Been doing my research on thermal and what I should get for night hunting inside 200 yards for predators/hogs...

Think I'm going to pull the trigger on the ATN Thor 320x240/2x...

I know ATN doesn't have the best rep for their NV lower end gear and bad customer service, but I'm going to get it through Sportsmanguide.com since they have 100% guarantee with no expiration...

Won't be getting it until July, but ill be posting hunts captured from it on my YouTube channel. I'm excited an cant wait!

I anyone is using thermal and have pix or vids post em up and give the 411 on how you like it.


----------



## bar-d (Feb 3, 2010)

Always wanted to go thermal but never could justify the cost versus spotlights. Good luck, let us know how it goes.

:hunter:


----------



## Jonbnks (Jan 21, 2012)

I wish we could use them here in Kansas, but they aren't legal for hunting.


----------



## jfarleyx (Apr 23, 2013)

Jonbnks said:


> I wish we could use them here in Kansas, but they aren't legal for hunting.

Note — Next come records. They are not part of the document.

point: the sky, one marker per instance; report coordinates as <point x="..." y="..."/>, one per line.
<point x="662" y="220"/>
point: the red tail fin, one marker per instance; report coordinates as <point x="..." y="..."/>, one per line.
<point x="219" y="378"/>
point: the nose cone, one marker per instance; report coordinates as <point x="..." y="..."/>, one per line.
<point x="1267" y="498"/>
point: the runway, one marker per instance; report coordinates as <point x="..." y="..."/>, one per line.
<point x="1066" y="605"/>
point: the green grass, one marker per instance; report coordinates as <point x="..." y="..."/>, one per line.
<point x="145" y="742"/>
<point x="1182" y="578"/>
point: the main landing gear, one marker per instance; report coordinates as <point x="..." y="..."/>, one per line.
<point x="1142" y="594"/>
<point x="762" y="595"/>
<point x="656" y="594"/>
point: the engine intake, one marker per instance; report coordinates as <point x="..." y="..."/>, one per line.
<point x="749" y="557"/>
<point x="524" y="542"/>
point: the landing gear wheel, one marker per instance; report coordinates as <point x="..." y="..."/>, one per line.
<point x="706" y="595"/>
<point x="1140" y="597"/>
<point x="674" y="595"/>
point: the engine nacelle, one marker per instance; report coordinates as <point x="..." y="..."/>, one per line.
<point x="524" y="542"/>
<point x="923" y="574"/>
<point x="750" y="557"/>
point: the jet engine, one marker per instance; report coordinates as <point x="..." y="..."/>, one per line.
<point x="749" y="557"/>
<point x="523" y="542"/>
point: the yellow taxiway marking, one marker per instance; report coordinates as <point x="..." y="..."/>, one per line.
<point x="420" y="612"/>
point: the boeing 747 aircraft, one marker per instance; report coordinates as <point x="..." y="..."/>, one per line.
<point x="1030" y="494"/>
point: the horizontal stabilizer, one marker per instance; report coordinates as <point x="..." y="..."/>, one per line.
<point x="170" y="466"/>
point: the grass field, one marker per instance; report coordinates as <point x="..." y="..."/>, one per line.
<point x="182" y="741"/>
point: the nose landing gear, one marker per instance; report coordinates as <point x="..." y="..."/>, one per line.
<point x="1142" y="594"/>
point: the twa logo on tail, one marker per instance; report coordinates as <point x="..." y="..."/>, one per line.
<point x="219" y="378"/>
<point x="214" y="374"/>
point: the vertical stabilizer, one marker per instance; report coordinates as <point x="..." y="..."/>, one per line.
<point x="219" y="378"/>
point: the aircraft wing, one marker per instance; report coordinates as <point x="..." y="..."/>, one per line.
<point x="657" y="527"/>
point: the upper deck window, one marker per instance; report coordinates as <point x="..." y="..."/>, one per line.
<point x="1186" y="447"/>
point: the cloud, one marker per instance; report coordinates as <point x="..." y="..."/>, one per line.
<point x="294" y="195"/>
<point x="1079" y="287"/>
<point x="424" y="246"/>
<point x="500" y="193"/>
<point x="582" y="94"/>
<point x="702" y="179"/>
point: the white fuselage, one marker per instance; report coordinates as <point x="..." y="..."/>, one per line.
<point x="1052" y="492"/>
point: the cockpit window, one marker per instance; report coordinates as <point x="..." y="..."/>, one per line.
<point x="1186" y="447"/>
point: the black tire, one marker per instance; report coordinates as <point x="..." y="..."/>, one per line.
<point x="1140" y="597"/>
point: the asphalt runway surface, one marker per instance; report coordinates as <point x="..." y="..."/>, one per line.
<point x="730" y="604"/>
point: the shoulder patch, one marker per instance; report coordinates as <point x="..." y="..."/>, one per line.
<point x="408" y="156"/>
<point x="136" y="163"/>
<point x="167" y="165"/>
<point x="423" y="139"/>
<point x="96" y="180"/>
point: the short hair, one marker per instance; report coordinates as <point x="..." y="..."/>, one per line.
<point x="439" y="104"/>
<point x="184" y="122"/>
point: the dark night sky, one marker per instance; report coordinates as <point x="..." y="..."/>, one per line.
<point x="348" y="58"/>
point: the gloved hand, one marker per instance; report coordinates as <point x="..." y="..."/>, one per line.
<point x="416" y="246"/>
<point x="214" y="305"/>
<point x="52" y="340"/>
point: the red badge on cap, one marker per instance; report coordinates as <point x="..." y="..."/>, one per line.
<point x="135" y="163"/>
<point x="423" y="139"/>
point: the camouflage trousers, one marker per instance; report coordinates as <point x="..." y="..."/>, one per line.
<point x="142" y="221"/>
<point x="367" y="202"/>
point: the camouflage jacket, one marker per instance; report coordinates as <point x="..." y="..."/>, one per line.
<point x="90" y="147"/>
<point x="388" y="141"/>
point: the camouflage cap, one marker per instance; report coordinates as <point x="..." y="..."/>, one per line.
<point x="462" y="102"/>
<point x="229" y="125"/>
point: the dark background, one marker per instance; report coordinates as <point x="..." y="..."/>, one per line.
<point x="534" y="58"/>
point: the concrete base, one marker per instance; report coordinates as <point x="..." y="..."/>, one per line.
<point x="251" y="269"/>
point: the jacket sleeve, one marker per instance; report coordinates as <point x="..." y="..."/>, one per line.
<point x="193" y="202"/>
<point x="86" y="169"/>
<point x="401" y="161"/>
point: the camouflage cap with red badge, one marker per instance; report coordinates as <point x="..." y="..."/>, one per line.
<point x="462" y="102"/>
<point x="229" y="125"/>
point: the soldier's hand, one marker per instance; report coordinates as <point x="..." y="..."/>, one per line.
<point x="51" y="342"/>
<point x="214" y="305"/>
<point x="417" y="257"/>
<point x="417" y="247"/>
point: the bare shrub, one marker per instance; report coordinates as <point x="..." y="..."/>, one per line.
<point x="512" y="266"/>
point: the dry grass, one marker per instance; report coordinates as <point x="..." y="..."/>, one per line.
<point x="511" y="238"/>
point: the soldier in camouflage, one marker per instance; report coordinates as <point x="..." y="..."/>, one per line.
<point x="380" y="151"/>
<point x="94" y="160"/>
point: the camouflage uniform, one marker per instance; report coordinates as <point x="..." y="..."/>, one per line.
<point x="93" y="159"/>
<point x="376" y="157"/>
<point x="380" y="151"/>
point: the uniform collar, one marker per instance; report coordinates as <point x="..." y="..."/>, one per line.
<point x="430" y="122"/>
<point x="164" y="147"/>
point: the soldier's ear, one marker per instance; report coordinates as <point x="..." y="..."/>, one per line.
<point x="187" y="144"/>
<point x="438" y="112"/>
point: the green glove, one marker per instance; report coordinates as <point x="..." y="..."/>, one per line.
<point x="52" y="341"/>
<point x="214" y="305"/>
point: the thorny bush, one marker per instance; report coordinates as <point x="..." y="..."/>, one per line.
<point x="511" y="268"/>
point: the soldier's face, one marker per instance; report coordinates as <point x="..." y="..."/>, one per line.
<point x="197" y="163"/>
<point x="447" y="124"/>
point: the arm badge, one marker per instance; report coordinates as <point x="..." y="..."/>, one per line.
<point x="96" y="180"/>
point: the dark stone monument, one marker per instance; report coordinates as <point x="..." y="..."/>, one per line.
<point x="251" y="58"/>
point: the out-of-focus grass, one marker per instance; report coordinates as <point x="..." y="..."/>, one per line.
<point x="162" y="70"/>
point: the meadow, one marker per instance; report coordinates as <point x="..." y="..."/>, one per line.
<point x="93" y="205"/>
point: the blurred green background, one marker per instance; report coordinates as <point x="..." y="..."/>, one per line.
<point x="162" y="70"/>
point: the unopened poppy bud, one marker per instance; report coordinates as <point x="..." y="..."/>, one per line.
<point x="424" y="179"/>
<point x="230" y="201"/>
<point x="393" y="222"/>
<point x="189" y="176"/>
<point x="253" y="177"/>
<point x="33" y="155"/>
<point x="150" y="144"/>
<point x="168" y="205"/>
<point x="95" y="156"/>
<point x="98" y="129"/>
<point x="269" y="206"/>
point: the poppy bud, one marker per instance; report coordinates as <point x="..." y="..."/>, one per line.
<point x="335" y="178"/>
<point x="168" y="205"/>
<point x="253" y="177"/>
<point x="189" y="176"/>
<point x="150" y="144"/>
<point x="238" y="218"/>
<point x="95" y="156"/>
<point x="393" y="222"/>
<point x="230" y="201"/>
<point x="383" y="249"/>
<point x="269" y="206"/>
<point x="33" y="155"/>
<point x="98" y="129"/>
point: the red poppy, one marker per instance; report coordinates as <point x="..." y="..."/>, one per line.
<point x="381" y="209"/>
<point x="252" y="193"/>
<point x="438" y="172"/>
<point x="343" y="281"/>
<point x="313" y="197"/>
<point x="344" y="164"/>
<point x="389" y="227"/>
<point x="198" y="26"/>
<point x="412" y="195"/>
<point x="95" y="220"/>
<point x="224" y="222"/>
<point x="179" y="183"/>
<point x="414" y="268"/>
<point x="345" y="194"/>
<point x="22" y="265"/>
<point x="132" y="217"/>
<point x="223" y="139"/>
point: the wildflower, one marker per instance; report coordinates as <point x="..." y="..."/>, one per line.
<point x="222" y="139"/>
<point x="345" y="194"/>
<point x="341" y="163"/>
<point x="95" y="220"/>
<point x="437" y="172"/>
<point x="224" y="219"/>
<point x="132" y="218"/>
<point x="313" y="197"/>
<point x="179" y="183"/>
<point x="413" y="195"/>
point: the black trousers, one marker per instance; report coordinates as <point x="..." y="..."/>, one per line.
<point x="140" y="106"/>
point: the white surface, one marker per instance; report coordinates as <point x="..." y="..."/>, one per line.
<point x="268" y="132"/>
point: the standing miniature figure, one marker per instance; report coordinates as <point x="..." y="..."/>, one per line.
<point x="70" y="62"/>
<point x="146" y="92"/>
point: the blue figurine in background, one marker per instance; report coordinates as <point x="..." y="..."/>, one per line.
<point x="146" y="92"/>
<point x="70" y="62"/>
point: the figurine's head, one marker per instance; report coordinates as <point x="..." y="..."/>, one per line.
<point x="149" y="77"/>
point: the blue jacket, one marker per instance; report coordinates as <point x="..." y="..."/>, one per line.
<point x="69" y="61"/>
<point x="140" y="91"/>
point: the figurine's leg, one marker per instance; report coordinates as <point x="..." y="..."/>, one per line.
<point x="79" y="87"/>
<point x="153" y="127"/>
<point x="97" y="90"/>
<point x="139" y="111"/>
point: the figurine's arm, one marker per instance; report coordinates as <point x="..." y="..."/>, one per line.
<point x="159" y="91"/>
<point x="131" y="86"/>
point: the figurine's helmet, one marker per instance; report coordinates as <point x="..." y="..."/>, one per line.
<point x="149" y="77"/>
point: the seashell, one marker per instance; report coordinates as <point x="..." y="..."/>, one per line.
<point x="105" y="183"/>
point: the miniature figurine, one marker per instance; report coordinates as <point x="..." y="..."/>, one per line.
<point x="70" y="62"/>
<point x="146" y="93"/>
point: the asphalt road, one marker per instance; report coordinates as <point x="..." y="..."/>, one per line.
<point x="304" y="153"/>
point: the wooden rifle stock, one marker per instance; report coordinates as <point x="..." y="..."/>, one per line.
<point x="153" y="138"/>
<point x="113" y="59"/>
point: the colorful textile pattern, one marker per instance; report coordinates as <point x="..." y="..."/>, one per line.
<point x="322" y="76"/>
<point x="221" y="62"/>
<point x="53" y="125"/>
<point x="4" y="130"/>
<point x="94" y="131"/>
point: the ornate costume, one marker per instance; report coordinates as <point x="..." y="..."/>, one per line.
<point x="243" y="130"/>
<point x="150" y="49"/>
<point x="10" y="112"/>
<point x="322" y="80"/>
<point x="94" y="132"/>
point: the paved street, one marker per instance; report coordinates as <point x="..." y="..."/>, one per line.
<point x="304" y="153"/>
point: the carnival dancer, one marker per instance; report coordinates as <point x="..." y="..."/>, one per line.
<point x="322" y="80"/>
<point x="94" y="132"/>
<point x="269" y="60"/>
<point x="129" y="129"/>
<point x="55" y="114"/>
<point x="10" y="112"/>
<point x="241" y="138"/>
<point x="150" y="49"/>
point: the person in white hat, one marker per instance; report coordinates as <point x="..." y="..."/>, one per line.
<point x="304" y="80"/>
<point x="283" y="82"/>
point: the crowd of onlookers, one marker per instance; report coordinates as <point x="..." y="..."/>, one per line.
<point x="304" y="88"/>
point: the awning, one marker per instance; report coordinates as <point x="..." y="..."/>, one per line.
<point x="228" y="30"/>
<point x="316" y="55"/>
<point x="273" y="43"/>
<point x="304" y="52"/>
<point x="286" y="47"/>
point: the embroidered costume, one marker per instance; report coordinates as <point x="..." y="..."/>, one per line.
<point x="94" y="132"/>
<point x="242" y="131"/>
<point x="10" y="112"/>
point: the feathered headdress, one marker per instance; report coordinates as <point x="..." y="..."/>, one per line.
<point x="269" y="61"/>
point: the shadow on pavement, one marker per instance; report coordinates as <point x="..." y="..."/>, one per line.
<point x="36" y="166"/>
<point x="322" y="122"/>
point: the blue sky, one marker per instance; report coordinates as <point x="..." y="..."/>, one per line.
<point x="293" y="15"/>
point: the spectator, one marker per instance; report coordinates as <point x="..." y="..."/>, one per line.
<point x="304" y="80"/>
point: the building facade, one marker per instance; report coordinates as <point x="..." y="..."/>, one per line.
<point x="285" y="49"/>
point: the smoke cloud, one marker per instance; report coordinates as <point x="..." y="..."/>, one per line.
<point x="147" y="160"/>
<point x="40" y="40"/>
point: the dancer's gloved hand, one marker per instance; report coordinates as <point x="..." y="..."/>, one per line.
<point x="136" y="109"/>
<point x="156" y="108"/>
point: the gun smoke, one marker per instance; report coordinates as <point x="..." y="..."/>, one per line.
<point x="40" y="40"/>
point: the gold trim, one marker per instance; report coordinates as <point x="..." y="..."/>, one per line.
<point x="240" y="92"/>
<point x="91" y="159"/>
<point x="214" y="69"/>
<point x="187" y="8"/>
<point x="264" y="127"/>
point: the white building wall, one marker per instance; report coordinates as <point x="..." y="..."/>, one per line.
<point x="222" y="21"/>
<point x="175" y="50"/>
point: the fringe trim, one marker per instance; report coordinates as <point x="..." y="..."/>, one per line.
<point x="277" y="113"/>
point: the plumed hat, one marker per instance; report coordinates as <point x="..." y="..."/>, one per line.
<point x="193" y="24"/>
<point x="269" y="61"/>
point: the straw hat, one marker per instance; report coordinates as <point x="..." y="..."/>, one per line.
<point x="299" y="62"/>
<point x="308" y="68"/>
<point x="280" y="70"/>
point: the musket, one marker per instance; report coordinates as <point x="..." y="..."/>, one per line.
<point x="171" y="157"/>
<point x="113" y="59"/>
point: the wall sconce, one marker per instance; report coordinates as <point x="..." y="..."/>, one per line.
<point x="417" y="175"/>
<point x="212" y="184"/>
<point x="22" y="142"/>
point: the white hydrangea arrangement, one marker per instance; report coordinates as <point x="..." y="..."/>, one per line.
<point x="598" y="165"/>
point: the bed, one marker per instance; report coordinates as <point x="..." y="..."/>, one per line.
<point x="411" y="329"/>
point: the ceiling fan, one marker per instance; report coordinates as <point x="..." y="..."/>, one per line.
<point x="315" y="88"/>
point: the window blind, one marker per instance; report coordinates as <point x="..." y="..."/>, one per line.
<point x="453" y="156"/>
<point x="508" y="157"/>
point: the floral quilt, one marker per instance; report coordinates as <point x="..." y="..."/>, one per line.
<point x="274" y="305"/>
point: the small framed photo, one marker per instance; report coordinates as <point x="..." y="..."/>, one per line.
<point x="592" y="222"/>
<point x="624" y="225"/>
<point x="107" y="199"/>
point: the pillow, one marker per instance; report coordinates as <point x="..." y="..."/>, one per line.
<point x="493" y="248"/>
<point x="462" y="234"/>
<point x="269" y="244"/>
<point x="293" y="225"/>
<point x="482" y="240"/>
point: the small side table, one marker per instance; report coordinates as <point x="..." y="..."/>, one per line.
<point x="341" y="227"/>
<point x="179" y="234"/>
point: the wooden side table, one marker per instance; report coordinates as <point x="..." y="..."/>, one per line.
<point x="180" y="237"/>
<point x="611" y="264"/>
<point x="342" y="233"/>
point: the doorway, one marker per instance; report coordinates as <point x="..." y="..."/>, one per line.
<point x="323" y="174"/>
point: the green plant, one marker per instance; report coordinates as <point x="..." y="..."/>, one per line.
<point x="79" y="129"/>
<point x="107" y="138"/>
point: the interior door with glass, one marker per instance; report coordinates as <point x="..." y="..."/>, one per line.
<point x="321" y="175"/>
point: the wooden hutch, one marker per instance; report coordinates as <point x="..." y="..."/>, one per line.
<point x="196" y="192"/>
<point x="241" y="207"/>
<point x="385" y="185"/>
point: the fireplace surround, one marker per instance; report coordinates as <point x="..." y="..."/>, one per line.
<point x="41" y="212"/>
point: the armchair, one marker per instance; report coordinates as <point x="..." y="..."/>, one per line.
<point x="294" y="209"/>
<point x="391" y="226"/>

Same issue in Oklahoma. Would love to use one, though.


----------



## Tek (Feb 13, 2012)

Man that sucks...


----------



## Jonbnks (Jan 21, 2012)

We can't hunt at night either, but at least we don't have the huge hog problem like many states. You'll have to let us know how well your unit works once you get one and test it for a while.


----------



## fr3db3ar (Aug 6, 2011)

I've wanted to try them but the sticker shock keeps getting in the way.


----------



## Tek (Feb 13, 2012)

Ya I hear ya fr3db3ar... Gonna have to sell a rifle to ease the pain. Selling to a buddy so I'll have the option to buy it back down the road.


----------